Skillset を確認しました。以下の部分になるかと思います。

{
      "@odata.type": "#Microsoft.Skills.Text.SplitSkill",
      "name": "#2",
      "description": "Split skill to chunk documents",
      "context": "/document",
      "defaultLanguageCode": "en",
      "textSplitMode": "pages",
      "maximumPageLength": 2000,
      "pageOverlapLength": 500,
      "maximumPagesToTake": 0,
      "inputs": [
        {
          "name": "text",
          "source": "/document/content"
        }
      ],
      "outputs": [
        {
          "name": "textItems",
          "targetName": "pages"
        }
      ]
    }

maximumPageLength が文字数になると思うので、2000文字程度で、500文字の overlap を許容するという設定になっています。

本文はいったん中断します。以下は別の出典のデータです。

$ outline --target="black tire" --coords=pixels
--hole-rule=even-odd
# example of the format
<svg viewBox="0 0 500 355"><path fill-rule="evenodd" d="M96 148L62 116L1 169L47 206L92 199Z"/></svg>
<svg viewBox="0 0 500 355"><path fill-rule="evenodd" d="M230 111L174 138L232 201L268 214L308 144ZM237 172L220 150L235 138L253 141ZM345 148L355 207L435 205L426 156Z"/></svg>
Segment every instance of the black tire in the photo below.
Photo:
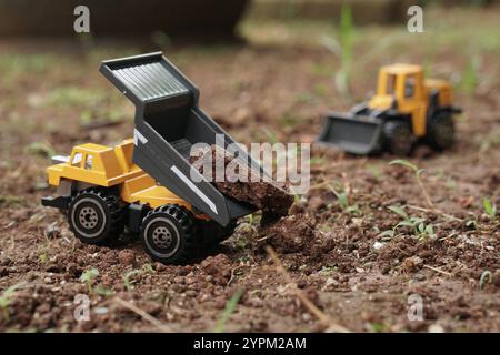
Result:
<svg viewBox="0 0 500 355"><path fill-rule="evenodd" d="M396 155L410 155L414 136L410 124L404 121L389 121L383 126L386 149Z"/></svg>
<svg viewBox="0 0 500 355"><path fill-rule="evenodd" d="M123 233L123 211L112 193L101 189L80 191L68 205L68 223L87 244L106 244Z"/></svg>
<svg viewBox="0 0 500 355"><path fill-rule="evenodd" d="M427 141L436 150L446 150L454 144L454 124L448 112L437 112L428 120Z"/></svg>
<svg viewBox="0 0 500 355"><path fill-rule="evenodd" d="M200 237L203 245L212 246L226 241L234 233L237 221L230 222L227 226L222 226L216 221L199 222Z"/></svg>
<svg viewBox="0 0 500 355"><path fill-rule="evenodd" d="M152 260L182 263L197 253L192 214L178 204L150 211L142 221L141 242Z"/></svg>

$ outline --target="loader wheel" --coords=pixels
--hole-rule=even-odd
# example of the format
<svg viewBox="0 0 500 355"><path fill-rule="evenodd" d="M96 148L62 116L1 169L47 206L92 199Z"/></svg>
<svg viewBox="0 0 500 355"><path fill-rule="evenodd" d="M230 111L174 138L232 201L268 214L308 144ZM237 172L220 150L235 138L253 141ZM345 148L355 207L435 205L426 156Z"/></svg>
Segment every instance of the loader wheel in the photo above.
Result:
<svg viewBox="0 0 500 355"><path fill-rule="evenodd" d="M177 204L157 207L142 221L141 241L154 261L181 263L197 252L193 216Z"/></svg>
<svg viewBox="0 0 500 355"><path fill-rule="evenodd" d="M444 150L454 143L454 124L450 114L438 112L429 119L427 141L436 150Z"/></svg>
<svg viewBox="0 0 500 355"><path fill-rule="evenodd" d="M87 244L104 244L123 233L123 211L118 197L100 189L80 191L69 203L68 223Z"/></svg>
<svg viewBox="0 0 500 355"><path fill-rule="evenodd" d="M413 148L413 134L404 121L389 121L383 128L387 150L396 155L409 155Z"/></svg>

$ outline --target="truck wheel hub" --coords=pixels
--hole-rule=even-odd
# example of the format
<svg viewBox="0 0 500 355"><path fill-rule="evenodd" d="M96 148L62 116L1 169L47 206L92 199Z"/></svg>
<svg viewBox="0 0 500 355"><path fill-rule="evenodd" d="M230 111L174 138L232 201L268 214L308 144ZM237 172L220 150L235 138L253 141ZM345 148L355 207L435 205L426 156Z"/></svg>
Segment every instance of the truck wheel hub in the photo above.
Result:
<svg viewBox="0 0 500 355"><path fill-rule="evenodd" d="M152 240L161 248L168 248L172 243L172 234L164 226L157 227L152 233Z"/></svg>
<svg viewBox="0 0 500 355"><path fill-rule="evenodd" d="M79 215L80 224L86 229L94 229L99 222L98 213L92 207L83 207Z"/></svg>

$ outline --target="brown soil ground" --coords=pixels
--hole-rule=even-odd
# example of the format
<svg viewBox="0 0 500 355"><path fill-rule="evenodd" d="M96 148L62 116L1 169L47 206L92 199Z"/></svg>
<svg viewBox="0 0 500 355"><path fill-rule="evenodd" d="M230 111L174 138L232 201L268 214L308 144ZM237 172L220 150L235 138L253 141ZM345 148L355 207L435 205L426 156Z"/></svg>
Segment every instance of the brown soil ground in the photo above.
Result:
<svg viewBox="0 0 500 355"><path fill-rule="evenodd" d="M137 242L84 245L63 216L39 202L53 193L44 175L52 151L131 135L133 108L97 68L102 59L148 49L0 42L0 332L324 331L266 245L308 298L350 331L499 332L500 231L482 202L500 205L498 16L498 9L433 10L420 37L403 27L359 29L353 95L346 99L333 80L339 59L318 44L334 34L330 24L246 23L247 45L166 49L199 85L202 108L243 143L311 141L328 109L346 110L363 98L379 65L392 61L427 63L453 82L464 109L456 148L421 146L410 158L426 169L422 183L439 211L411 171L389 165L394 156L314 149L312 187L290 216L267 230L259 215L243 219L228 241L182 266L151 263ZM394 205L431 227L394 229L402 220L388 209ZM90 292L81 276L92 268L99 275ZM6 294L12 285L17 291ZM89 322L73 317L77 294L90 296ZM423 321L408 317L413 294L422 297Z"/></svg>

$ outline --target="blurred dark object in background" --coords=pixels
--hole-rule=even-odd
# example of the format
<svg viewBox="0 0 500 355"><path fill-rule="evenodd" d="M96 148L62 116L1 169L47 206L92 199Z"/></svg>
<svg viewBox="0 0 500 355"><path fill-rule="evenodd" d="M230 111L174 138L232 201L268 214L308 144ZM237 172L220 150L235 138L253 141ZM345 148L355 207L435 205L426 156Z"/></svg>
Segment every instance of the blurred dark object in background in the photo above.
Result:
<svg viewBox="0 0 500 355"><path fill-rule="evenodd" d="M231 37L248 0L0 0L0 36L73 36L77 6L92 36Z"/></svg>

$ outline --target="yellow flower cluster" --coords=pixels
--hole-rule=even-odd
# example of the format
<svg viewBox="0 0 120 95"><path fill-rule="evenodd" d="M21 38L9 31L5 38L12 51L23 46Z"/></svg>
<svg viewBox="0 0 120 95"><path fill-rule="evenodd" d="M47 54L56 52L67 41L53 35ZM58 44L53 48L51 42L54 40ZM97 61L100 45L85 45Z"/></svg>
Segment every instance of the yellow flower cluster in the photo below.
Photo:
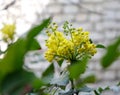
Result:
<svg viewBox="0 0 120 95"><path fill-rule="evenodd" d="M3 40L8 42L9 40L13 40L15 34L15 24L4 24L1 29Z"/></svg>
<svg viewBox="0 0 120 95"><path fill-rule="evenodd" d="M96 53L96 46L90 42L89 32L83 31L82 28L70 30L70 37L58 31L54 26L51 30L52 33L47 31L48 49L45 52L45 58L49 62L59 59L80 60L85 54L93 56Z"/></svg>

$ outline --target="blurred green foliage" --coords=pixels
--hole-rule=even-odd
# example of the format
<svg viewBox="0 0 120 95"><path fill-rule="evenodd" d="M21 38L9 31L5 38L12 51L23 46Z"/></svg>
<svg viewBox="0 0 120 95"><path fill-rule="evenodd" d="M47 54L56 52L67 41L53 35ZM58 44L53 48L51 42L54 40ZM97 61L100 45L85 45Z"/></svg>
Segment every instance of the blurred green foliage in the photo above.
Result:
<svg viewBox="0 0 120 95"><path fill-rule="evenodd" d="M36 77L22 67L30 50L40 49L35 37L50 23L50 18L30 29L24 37L11 44L0 60L0 92L2 95L22 95L32 89ZM29 88L25 88L29 86Z"/></svg>

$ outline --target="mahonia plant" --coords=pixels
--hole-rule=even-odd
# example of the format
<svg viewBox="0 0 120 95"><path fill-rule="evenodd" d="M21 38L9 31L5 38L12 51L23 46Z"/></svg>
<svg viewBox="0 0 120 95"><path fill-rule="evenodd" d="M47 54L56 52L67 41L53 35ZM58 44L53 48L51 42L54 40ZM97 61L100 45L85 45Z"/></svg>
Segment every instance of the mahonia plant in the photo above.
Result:
<svg viewBox="0 0 120 95"><path fill-rule="evenodd" d="M49 62L63 59L72 63L81 60L85 55L91 57L97 52L89 32L83 31L82 27L73 28L67 21L63 25L63 32L58 30L56 23L52 23L46 33L49 38L46 40L45 58Z"/></svg>
<svg viewBox="0 0 120 95"><path fill-rule="evenodd" d="M3 24L3 27L0 30L0 32L2 33L3 41L7 43L12 42L14 40L15 30L15 24Z"/></svg>

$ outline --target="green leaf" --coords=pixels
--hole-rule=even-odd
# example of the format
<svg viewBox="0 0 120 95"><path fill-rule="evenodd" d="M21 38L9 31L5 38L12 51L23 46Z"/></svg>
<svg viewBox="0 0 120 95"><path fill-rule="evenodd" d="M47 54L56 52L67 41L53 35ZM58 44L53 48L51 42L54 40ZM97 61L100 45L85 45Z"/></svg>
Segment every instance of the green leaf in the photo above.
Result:
<svg viewBox="0 0 120 95"><path fill-rule="evenodd" d="M54 65L53 63L51 63L50 66L48 66L48 68L42 74L43 82L49 84L53 78L53 73L54 73Z"/></svg>
<svg viewBox="0 0 120 95"><path fill-rule="evenodd" d="M32 28L30 31L28 31L27 36L20 37L15 43L13 43L9 46L9 48L7 49L7 51L4 55L4 58L0 60L0 93L2 91L6 92L6 87L8 86L8 89L9 89L9 85L13 84L11 86L11 88L17 88L19 86L19 84L21 86L23 86L22 83L26 84L29 82L28 79L30 77L27 76L29 74L27 72L25 72L22 68L22 66L24 64L24 56L29 50L36 50L36 49L38 50L39 45L38 45L38 42L34 38L41 32L41 30L44 27L47 26L49 21L50 21L50 19L47 19L42 24L39 24L36 27ZM21 76L23 78L23 80L27 80L27 81L21 82L22 79L18 81L17 75L15 75L15 73L18 71L19 72L24 71L24 73L22 73L24 76L22 76L21 73L17 74L18 78L21 79L19 77L19 76ZM11 78L10 75L12 75L14 78ZM27 76L27 77L25 77L25 76ZM32 76L32 78L34 79L35 77ZM4 81L9 81L9 82L4 82ZM30 80L30 81L32 83L33 80ZM6 87L3 87L1 85L3 85L3 86L5 85ZM17 91L17 89L14 89L14 92L17 93L17 92L21 92L21 91L20 90ZM14 94L12 93L10 95L14 95ZM17 95L19 95L19 94L17 94Z"/></svg>
<svg viewBox="0 0 120 95"><path fill-rule="evenodd" d="M106 48L106 47L102 44L97 44L96 48Z"/></svg>
<svg viewBox="0 0 120 95"><path fill-rule="evenodd" d="M53 78L50 84L66 86L69 83L68 72L63 72L58 78Z"/></svg>
<svg viewBox="0 0 120 95"><path fill-rule="evenodd" d="M25 71L7 75L1 84L2 94L21 95L25 92L25 86L30 85L33 78L35 78L33 74Z"/></svg>
<svg viewBox="0 0 120 95"><path fill-rule="evenodd" d="M93 91L93 89L91 89L87 86L84 86L84 87L79 89L79 92L91 92L91 91Z"/></svg>
<svg viewBox="0 0 120 95"><path fill-rule="evenodd" d="M109 67L120 56L120 37L108 46L106 54L101 59L103 68Z"/></svg>
<svg viewBox="0 0 120 95"><path fill-rule="evenodd" d="M68 70L70 72L70 77L78 78L81 74L83 74L86 70L87 62L88 62L88 58L85 57L81 61L76 61L72 63L72 65L68 67Z"/></svg>
<svg viewBox="0 0 120 95"><path fill-rule="evenodd" d="M60 66L61 66L61 65L62 65L62 63L63 63L63 61L64 61L63 59L61 59L61 60L57 61L58 65L60 65Z"/></svg>
<svg viewBox="0 0 120 95"><path fill-rule="evenodd" d="M94 75L89 75L83 78L84 83L94 83L96 81L96 77Z"/></svg>

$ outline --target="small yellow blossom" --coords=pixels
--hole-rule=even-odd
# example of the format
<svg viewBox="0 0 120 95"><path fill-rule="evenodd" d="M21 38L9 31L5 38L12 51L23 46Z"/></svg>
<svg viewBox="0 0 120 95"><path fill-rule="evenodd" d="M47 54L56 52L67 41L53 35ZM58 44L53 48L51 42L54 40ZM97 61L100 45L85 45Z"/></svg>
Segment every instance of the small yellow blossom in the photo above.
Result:
<svg viewBox="0 0 120 95"><path fill-rule="evenodd" d="M64 28L66 27L68 26ZM51 30L47 30L49 38L46 41L48 49L45 52L45 58L49 62L59 59L80 60L85 54L93 56L97 52L95 44L90 42L89 32L83 31L81 27L65 30L70 37L58 31L56 24L49 26L49 29Z"/></svg>
<svg viewBox="0 0 120 95"><path fill-rule="evenodd" d="M3 40L8 42L9 40L13 40L15 34L15 24L4 24L3 28L1 29L1 33L3 36Z"/></svg>

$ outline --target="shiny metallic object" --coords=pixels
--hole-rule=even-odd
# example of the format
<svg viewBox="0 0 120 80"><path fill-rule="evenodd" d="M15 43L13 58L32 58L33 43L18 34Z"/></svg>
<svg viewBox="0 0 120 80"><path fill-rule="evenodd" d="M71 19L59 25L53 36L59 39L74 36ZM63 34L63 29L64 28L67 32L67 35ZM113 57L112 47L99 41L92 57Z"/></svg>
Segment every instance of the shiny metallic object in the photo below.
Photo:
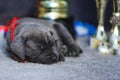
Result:
<svg viewBox="0 0 120 80"><path fill-rule="evenodd" d="M38 7L38 18L67 18L67 0L41 0Z"/></svg>

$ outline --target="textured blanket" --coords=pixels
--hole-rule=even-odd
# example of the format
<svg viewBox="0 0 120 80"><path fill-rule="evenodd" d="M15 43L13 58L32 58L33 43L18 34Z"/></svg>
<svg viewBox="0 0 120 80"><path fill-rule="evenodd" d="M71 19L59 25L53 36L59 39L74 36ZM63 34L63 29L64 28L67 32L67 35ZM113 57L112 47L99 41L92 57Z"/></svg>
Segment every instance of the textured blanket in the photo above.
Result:
<svg viewBox="0 0 120 80"><path fill-rule="evenodd" d="M101 55L80 38L84 53L52 65L19 63L0 50L0 80L120 80L120 56Z"/></svg>

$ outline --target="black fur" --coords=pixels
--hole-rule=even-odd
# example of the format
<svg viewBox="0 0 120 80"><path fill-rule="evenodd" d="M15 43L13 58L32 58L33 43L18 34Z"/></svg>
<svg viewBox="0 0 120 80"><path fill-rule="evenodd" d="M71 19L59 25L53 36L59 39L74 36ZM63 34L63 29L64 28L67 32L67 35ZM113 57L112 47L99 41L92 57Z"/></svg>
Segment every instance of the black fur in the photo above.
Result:
<svg viewBox="0 0 120 80"><path fill-rule="evenodd" d="M14 39L7 33L7 51L21 60L51 64L63 61L64 56L79 56L80 47L60 23L51 20L24 18L15 28ZM11 54L10 54L11 55Z"/></svg>

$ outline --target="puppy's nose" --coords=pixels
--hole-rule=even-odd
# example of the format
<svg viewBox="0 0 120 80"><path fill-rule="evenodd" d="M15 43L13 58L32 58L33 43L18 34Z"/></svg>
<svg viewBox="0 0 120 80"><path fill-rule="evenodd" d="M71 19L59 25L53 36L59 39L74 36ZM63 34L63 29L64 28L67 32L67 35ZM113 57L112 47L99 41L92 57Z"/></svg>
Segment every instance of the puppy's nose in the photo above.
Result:
<svg viewBox="0 0 120 80"><path fill-rule="evenodd" d="M52 57L52 60L57 60L57 57L56 57L56 56L53 56L53 57Z"/></svg>
<svg viewBox="0 0 120 80"><path fill-rule="evenodd" d="M58 56L57 56L56 54L54 54L54 55L52 56L52 60L53 60L53 61L57 61L57 60L58 60Z"/></svg>

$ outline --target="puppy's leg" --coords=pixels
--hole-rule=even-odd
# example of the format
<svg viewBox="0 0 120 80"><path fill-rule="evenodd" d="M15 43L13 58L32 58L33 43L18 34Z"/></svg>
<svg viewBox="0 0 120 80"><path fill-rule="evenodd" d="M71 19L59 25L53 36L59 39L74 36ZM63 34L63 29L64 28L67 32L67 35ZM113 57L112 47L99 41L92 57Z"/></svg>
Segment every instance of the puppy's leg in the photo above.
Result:
<svg viewBox="0 0 120 80"><path fill-rule="evenodd" d="M79 56L79 54L82 53L82 49L75 43L68 30L60 23L54 24L53 27L68 48L68 53L66 53L65 56Z"/></svg>

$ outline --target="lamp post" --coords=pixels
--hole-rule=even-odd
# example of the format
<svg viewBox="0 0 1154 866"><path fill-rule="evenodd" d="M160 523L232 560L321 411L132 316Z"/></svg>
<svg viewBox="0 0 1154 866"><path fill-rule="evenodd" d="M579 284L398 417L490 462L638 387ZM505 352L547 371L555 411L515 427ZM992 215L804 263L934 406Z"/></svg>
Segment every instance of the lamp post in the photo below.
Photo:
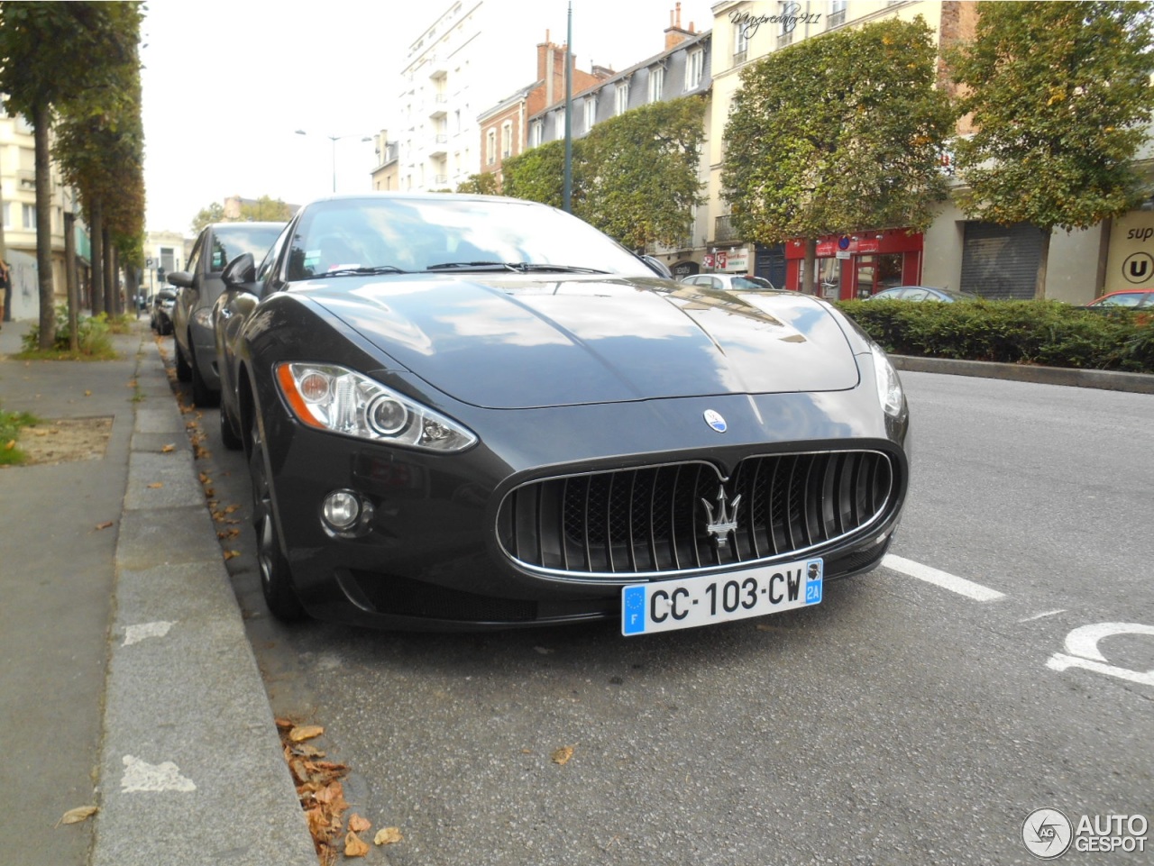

実際に AI Search で検索して確認してもその程度でした。ただし、markdown なので、link は文字数がかなり多くなるため、実際に読む文字数はもう少し小さくなると考えた方が良さそうです。

何名ぐらいで使われてますか?

対象の開発者は100名ほどいますが、実際に1回以上使ったことあるのは20名程度かと思います。

感想

「つらみ」を共有というテーマが発表者のハードルをいい感じに下げてくれて、非常に良いテーマ設定でした。発表の機会をいただきありがとうございました!

また追加で質問あれば @chaspy まで気軽に連絡ください!

Appendix: 他の方の発表資料

いちかわさんの発表。Google Drive をソース元にしようとしたができず、S3 をソースにしたとのこと。問い合わせの履歴を DynamoDB に保存していました。かなり社内で使われており、サーベイも実施しているところは今後真似したいと思いました。Kendra の利用料は高いですね...

山口さんの発表。Dify を GCP 上にセルフホストしていました。Dify 良さそうだなと思いつつまだあまり触れてないので、できることできないことかなり参考になりました。うちも社内でセルフホストしたい...

いでみつさんの発表。pdf をデータソースにしているとのことで、Azure Document Inteligence サービスを使っていました。RAG の回答精度評価に Azure プロンプトフローの事例を紹介いただきました。CLI は便利っぽいですよね、使ってみたい。VSCode 拡張もかなり良さそうでした。